Further, it has been demonstrated that interventions that incorporate more behavior change techniques have larger effects compared with interventions that incorporate fewer techniques [25]. Thus, in the context of this study, it seems that the use of multiple techniques including getting patients to explore their beliefs about taking their medications and getting them to plan and monitor their performance is useful. The latter strategies of planning and monitoring may be especially important given they are shown to help in building habits [26] and, thus, more automatic performance of the behavior, and that findings of the present study showed intervention effects to be mediated by behavioral automaticity.

Given these findings, it is likely that self-regulation factors are important contributors to RA patients’ medication adherence and related health outcomes. The intervention effects found in our study are in line with prior research findings. That is, beliefs about medications are key factors for RA patients to improve their medication adherence [16]. Subsequently, the improved medication adherence may further elevate the health, such as quality of life, for RA patients [7,8,9].

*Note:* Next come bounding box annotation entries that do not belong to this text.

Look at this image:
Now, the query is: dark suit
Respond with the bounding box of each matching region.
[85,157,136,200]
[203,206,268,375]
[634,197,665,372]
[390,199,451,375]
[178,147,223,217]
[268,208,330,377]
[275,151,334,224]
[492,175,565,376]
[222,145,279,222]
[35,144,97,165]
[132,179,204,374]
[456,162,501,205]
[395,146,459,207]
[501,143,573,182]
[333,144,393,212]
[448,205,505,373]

Limitations and conclusion

Despite the promising results of the intervention, findings of the present study should be interpreted in light of its limitations. Participants were recruited from Qazvin City; thus, findings may not be representative of those living in more rural areas and to other ethnic groups. Another limitation that should be noted is the use of self-report measures for medication adherence, which may be prone to memory or social desirability bias. As an alternative to self-report, objective instruments could be used, such as medication possession rate, electronic drug monitor, or serum concentration of medication on medication adherence. However, it should be noted that previous research has shown significant associations between MARS and objectively assessed medication adherence [37]. Nevertheless, the lack of objective measures of disease activity and laboratory work in the present study is an important limitation. Further, placebo effects cannot be ruled out given participant blinding was not possible. Moreover, physical and laboratory data (e.g., Disease Activity Score, blood markers of ESR and CRP) were not collected in the present study. Therefore, it is unclear whether intervention effects could affect these physical aspects, especially the disease activity which is a significant confounder in the present study. Following this, a longer period of time for follow-up assessments is suggested to investigate long-term maintenance effects of the intervention.

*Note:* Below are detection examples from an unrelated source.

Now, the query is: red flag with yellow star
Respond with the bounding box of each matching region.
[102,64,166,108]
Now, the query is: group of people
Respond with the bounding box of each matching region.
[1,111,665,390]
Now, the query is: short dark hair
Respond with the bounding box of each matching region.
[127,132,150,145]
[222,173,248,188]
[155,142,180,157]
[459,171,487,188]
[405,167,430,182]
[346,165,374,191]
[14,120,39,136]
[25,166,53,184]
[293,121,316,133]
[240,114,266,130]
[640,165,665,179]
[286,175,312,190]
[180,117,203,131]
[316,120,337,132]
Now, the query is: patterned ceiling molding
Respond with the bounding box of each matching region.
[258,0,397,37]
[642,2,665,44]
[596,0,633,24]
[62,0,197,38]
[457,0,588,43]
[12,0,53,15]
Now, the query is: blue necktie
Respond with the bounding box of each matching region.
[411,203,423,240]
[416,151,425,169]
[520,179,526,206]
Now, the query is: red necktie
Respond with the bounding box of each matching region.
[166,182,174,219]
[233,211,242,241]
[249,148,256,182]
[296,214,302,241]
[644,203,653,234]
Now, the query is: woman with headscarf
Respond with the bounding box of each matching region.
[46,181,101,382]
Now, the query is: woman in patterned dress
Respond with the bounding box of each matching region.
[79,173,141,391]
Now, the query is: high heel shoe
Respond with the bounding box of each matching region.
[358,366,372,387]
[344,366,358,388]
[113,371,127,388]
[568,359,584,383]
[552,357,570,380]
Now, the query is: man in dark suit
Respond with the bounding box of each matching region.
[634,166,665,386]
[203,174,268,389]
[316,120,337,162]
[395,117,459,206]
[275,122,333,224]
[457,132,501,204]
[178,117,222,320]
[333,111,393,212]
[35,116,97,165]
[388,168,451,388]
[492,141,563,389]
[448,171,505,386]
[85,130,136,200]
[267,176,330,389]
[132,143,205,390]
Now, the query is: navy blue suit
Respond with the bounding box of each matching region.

This theory-based intervention resulted in an improvement in medication adherence behavior and improved health outcomes and social cognitions, and this was evident both in the short and long term. In addition, the present study attempted to further elucidate the mechanisms of changing medication adherence behaviors in a clinical sample of patients at risk for nonadherence behaviors. Overall, the results of the present study support the use of a theory-based intervention for improving medication adherence among RA patients and make a contribution to the cumulative knowledge about self-regulatory processes in health behavior change.